We reported the case of a 24-year-old Japanese man who presented with a mild ALS-like phenotype of MND during childhood with novel compound heterozygous mutations in VRK1. This is the first Japanese case of an MND phenotype caused by VRK1 mutations. VRK1 was identified as a causative gene for infantile-onset SMA with pontocerebellar hypoplasia in a consanguineous family of Ashkenazi Jewish origin (c.1072C>T; p.Arg358*) (4). However, recent studies have shown that mutations in this gene could cause a broader spectrum of MND, including ALS and motor neuropathy (6). VRK1 mutations were reported by Nguyen et al. in a case of slowly progressive adult-onset ALS (c.356A>G; p.His119Arg and c.961C>T; p.ArgR321Cys) (5), and Stoll et al. reported two families: one with childhood-onset ALS with short stature and microcephaly (c.403G>A; p.Gly135Arg and c.583T>G; p.Leu195Val); the other with childhood-onset SMA with mild to moderate generalized brain atrophy (c.356A>G; p.His119Arg and c.1072C>T; p.Arg358*) (6). VRK1 mutations do not necessarily cause MND, and patients with only moderate to severe intellectual disability and pontocerebellar hypoplasia (c.397C>T; p.Arg133Cys) have been reported (9). Our patient presented with upper motor neuron signs and physiological findings corresponding to lower motor neuron degeneration, which met the diagnostic criteria for ALS; however, he also showed extra-motor signs such as intellectual disability and subclinical sensory nerve involvement, which was evidenced by low-amplitude SNAPs. Although ALS and SMA (excluding type I SMA) do not affect sensory nerves (10), a patient with complex motor and sensory axonal neuropathy with VRK1 mutations (c.706G>A, p.V236M; and c.266G>A, p.R89Q) was described (11). Mutations of VRK1 can affect both the motor and sensory systems, but it remains unclear whether the reduction of SNAPs observed in our patient was due to axonal neuropathy or neuronopathy.
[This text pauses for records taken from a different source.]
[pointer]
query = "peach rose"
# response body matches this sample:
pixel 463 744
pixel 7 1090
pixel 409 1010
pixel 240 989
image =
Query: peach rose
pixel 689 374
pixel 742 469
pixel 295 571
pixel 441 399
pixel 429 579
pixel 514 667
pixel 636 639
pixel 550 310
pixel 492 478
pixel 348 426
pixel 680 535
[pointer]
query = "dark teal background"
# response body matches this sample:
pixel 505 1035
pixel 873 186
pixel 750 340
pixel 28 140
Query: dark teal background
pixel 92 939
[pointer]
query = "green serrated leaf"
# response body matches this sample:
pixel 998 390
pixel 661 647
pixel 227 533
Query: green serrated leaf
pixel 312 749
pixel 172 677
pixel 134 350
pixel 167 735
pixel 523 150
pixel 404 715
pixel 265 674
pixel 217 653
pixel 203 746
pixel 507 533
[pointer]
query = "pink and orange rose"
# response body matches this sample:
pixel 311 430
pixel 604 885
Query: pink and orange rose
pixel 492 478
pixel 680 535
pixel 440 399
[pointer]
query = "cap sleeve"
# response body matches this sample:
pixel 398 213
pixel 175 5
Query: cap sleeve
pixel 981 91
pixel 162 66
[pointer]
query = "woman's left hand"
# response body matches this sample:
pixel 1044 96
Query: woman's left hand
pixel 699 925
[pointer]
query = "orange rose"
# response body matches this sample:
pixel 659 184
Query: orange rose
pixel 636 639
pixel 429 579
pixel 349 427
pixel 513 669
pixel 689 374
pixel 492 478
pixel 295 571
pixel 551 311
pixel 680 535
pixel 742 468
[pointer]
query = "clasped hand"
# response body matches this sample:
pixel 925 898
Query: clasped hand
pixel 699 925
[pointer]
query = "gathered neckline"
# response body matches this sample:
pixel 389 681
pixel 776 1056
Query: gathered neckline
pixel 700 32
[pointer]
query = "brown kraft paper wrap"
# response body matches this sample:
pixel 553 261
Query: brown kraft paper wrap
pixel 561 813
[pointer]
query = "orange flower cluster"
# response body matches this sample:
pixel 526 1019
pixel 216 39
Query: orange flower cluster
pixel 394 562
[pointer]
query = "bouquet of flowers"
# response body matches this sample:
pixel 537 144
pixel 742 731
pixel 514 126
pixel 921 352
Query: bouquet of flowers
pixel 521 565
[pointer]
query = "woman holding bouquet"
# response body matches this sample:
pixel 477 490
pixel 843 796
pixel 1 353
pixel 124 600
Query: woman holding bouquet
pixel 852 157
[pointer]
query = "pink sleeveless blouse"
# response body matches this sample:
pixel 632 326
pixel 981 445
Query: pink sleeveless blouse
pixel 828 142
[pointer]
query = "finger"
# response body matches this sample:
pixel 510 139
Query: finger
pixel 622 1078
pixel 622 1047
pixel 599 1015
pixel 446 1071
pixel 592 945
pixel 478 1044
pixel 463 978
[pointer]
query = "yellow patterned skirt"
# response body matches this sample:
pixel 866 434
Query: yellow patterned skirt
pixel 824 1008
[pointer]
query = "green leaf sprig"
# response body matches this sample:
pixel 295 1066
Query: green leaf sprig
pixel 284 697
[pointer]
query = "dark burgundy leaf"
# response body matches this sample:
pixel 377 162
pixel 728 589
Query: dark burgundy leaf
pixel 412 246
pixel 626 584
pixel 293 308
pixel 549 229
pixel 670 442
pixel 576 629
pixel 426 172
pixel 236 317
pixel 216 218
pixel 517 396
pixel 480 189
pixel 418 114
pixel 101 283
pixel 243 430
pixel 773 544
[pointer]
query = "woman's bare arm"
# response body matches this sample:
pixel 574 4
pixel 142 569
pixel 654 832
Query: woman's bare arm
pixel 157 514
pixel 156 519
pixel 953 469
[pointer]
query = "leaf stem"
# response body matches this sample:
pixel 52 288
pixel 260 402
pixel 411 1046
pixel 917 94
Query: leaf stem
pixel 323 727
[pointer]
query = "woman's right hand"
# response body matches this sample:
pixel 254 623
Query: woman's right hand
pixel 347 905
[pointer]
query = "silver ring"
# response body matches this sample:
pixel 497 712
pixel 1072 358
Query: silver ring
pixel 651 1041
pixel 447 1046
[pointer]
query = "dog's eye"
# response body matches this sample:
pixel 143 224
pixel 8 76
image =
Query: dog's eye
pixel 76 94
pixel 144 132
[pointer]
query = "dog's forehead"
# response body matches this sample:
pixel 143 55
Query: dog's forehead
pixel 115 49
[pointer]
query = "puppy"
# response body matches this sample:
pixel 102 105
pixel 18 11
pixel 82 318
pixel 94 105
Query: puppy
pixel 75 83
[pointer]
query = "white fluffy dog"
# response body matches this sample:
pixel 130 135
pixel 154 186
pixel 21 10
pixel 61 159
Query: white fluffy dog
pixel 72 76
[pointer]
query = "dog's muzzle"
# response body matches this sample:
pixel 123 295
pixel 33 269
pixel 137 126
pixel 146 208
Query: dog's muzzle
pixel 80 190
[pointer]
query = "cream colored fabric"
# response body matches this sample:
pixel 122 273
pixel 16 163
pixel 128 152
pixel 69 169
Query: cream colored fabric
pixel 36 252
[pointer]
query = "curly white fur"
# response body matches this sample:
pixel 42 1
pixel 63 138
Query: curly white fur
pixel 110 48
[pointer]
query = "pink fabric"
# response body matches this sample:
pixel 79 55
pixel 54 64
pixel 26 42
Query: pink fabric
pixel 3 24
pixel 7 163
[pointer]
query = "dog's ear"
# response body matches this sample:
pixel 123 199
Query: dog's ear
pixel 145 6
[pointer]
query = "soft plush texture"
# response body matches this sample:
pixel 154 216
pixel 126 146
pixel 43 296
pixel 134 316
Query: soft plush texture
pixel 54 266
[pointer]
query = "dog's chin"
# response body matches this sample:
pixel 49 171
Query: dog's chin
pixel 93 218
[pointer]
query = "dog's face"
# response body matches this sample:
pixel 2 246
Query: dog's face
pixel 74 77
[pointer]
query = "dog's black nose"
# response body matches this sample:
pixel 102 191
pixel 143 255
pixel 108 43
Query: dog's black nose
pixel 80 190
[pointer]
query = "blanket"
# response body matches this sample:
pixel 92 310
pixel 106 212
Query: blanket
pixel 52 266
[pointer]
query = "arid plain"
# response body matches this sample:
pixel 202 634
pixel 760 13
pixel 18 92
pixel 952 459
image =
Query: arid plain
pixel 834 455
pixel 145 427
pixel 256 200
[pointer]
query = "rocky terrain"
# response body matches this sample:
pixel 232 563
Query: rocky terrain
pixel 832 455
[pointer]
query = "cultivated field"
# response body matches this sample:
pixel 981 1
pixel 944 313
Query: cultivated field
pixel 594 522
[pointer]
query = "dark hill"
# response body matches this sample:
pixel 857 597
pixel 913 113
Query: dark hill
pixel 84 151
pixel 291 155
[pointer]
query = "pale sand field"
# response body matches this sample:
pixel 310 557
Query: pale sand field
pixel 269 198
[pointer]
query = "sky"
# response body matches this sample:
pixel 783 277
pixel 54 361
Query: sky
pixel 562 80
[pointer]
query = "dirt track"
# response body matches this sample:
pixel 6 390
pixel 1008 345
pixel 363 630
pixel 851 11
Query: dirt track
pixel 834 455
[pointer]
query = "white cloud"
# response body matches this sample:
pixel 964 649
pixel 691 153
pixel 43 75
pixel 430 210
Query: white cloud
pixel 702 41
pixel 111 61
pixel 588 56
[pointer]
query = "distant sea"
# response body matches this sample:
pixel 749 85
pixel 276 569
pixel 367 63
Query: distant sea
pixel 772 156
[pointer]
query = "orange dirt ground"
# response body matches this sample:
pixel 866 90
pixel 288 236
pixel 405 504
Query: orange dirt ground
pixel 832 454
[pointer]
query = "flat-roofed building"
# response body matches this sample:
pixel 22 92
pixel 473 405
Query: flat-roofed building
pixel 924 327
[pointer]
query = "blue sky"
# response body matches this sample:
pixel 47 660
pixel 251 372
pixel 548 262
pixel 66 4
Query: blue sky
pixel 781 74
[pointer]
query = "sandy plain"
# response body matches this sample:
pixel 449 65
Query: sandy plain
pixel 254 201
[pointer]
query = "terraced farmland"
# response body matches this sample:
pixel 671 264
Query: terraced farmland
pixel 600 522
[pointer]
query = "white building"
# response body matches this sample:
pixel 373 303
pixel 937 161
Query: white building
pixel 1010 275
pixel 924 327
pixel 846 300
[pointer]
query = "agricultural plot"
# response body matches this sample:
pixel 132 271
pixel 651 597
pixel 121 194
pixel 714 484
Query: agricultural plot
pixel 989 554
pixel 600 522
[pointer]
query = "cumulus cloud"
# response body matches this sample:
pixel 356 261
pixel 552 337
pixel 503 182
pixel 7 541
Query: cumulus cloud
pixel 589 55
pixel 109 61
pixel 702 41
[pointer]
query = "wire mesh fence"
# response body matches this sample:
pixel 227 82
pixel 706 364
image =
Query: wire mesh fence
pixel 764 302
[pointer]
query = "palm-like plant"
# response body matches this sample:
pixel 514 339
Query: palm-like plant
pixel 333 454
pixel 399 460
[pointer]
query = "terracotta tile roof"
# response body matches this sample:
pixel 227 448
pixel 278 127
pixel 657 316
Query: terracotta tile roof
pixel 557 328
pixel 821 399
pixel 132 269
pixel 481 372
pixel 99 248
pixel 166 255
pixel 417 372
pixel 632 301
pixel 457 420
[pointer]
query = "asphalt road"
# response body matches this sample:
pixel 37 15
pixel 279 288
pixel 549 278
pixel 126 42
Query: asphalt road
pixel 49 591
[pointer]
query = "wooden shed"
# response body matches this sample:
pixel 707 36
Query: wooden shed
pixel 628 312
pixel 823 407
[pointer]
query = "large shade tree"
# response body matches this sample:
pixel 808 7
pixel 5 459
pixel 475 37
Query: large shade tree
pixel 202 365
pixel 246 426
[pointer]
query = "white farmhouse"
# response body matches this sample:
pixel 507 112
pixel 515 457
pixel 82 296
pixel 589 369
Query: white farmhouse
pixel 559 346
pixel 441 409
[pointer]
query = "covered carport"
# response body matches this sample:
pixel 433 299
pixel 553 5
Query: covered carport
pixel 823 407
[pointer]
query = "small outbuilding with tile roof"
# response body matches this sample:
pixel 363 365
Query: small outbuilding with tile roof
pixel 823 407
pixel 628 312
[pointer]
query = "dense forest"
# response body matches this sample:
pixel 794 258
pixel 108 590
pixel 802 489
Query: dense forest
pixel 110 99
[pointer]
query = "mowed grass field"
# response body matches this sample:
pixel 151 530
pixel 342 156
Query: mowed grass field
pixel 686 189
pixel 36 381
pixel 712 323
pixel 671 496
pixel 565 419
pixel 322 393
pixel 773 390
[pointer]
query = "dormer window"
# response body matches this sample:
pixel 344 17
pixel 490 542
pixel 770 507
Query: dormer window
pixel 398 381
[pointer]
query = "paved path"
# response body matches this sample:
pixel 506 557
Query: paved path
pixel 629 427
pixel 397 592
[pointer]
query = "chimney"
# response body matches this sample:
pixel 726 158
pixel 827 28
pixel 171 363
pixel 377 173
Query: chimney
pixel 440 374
VRK1 is a ubiquitously expressed serine-threonine kinase that is known to play multiple roles, for instance in cellular proliferation, cell cycle regulation, histone modification, DNA repair, disruption of RNA processing, and carcinogenesis (12). As a kinase, VRK1 phosphorylates several proteins such as p53, barrier-to-autointegration factor 1 (BANF1), histone H3, and CREB, all of which are involved in cell cycle regulation (12). A recent report on partial VRK1 knockout mice clarified the associated motor phenotype and identified significant changes of expression in the gene sets that predict novel roles for VRK1, such as neurotrophin signaling, axon guidance, proteasome-related genes, and oxidative phosphorylation, all of which have been implicated in the pathogenesis of ALS (13). However, the specific pathway of VRK1 dysfunction that contributes to motor neuron degeneration remains to be elucidated.

In conclusion, we described the case of a Japanese patient harboring novel VRK1 mutations associated with mild, and slowly progressive form of ALS-like MND with subclinical sensory involvement, the onset of which occurred in childhood. Our patient demonstrated the broad phenotypic spectrum of VRK1 mutations, and further studies should be performed to investigate the role of this gene in the differential diagnosis of atypical MNDs with juvenile onset and slow progression.

The authors state that they have no Conflict of Interest (COI).

Hiroshi Doi and Fumiaki Tanaka contributed equally to this work.